El Club de Lectura Mono Loco organiza una multiplicidad de actividades culturales junto a la Dirección de Salud Mental municipal.

 

 

Angel Rutigliano, uno de los organizadores, anticipó al aire de Radio Meridiano que, como su nombre lo indica, la propuesta sobre el escenario de La Trocha “va a ser variada: habrá títeres, lecturas, murga, algo de magia, danza folklórica, música rock con Black Cachivache”.

Debajo, la actividad se extenderá con el trabajo de artistas plásticos en vivo y una feria de artesanías. “Lo pensamos como una experiencia, que la gente se acerque a un espacio de encuentro”, dijo el pintor y Licenciado en Psicología. La entrada es libre y gratuita.

En cuanto al trabajo mancomunado con el área de Salud Mental del Municipio amplió que “responde a la consigna que tenemos de encontrarnos desde un lugar festivo y no psicopatológico”. Además de coordinar las actividades, Rutigliano va a pintar en vivo y se pondrá al mando de un karaoke, según adelantó.

“Lamentablemente, ahora que están en vacaciones vemos que los chicos, y también algunos grandes, viven dentro del celular. Entonces esta es una invitación a ver a otros seres humanos, cómo actúan y cómo se mueven”, sostuvo.
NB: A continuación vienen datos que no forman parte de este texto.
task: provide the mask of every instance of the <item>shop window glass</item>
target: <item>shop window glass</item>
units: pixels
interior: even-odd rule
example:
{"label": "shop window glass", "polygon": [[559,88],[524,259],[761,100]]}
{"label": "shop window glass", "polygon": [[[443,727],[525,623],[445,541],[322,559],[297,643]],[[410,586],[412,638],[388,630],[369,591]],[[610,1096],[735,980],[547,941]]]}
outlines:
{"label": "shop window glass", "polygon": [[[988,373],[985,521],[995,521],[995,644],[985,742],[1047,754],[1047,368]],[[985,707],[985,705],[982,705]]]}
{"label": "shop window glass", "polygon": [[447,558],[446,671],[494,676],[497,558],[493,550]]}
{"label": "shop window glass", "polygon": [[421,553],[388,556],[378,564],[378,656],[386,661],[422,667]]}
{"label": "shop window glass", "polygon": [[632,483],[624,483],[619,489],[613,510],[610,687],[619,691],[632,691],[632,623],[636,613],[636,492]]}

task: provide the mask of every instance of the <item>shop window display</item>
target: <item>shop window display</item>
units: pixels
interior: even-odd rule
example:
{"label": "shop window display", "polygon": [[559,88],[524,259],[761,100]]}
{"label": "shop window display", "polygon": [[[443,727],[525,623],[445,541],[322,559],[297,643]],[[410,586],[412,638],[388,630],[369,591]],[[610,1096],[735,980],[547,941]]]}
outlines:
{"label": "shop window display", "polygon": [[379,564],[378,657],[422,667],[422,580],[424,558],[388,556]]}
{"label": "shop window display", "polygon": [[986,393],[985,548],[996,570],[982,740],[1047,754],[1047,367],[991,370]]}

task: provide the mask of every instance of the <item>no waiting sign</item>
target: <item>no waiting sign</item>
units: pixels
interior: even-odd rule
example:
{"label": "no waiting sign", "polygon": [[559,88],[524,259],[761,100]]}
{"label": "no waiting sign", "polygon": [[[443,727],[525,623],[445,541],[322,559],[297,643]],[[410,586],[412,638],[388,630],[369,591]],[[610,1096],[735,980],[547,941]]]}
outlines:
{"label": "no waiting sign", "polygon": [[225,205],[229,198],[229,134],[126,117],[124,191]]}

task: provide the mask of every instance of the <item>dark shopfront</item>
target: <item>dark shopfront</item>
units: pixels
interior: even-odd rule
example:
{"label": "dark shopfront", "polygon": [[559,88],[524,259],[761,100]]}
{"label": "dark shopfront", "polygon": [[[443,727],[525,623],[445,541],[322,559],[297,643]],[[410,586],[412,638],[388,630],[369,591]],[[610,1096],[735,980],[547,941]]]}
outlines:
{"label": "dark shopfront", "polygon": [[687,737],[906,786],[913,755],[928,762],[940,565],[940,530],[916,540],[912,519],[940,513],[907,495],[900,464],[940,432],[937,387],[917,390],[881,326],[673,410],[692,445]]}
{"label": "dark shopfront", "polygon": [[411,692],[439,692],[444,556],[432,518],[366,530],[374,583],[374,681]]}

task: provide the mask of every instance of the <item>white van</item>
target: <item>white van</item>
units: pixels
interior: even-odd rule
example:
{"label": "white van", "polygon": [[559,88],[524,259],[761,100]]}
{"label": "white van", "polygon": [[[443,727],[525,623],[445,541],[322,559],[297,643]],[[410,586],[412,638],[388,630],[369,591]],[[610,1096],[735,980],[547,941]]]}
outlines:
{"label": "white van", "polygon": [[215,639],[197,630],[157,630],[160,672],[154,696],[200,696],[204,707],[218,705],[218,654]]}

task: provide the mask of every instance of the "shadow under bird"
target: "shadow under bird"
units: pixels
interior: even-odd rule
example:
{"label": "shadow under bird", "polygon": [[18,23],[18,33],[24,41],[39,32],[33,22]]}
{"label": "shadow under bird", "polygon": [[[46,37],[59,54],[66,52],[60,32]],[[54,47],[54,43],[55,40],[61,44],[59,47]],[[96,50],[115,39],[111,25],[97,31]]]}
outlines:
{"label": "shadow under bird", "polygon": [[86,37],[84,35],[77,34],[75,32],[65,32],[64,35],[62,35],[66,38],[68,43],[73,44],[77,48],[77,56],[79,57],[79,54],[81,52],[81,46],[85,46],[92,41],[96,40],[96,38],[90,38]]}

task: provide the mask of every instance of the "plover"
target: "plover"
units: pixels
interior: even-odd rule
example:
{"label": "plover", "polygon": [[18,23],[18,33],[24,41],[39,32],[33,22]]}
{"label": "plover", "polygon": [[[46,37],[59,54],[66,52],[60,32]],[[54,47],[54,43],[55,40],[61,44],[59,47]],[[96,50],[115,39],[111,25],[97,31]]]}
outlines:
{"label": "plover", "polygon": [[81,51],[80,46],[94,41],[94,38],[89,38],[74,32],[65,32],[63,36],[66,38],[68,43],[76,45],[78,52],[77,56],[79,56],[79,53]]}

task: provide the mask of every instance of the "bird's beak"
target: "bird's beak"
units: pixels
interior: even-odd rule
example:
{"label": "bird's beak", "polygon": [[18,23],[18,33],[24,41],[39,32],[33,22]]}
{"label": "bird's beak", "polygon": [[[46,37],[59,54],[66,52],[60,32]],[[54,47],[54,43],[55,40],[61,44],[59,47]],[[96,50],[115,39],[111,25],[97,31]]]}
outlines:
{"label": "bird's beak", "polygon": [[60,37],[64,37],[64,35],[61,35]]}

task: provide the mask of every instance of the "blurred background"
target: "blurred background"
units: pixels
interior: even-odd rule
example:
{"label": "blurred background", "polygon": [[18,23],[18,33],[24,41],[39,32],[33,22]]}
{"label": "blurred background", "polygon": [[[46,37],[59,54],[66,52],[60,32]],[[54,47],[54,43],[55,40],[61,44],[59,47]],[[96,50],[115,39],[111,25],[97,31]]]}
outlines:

Habrá servicio de cantina e invitados especiales llegados desde otras localidades, como un grupo de titiriteros de Bragado. El nombre Mono Loco responde, según Rutigliano, a la tradición de la cultura hindú de que la mente es como un mono loco con una navaja, rompiendo de este modo con la idea de normalidad. “Lo normal no es la realidad”, explicó.

La Varieté Mono Loco es este sábado en La Trocha, desde las 20 hs hasta la una de la madrugada.

 

SALUD MENTAL

Sobre la situación de la salud mental en el país, Rutigliano dijo que los cuadros que demandan atención se multiplicaron a partir de la pandemia, “y ahora mismo, con la crisis, hay demasiada demanda para la cantidad de psicólogos, trabajadores sociales y acompañantes terapéuticos con que cuenta el sector público”.

“Los recursos humanos no alcanzan”, lamentó el profesional. Justamente, esta suerte de adicción a la virtualidad que hoy se vive “fue promovida por la pandemia, no nos olvidemos de eso. Si uno mira para atrás, el cuadro se parece mucho a las guerras, y eso produce secuelas. Los consultorios están abarrotados de pacientes”.

“Hoy nos cuesta muchísimo salir de la virtualidad. Las vacaciones son dentro del celular. Los chicos aman quedarse en la cama con el teléfono, es un planazo para ellos. Antes uno iba a una plaza, al cine; hoy la vida pasa por ahí”, remarcó.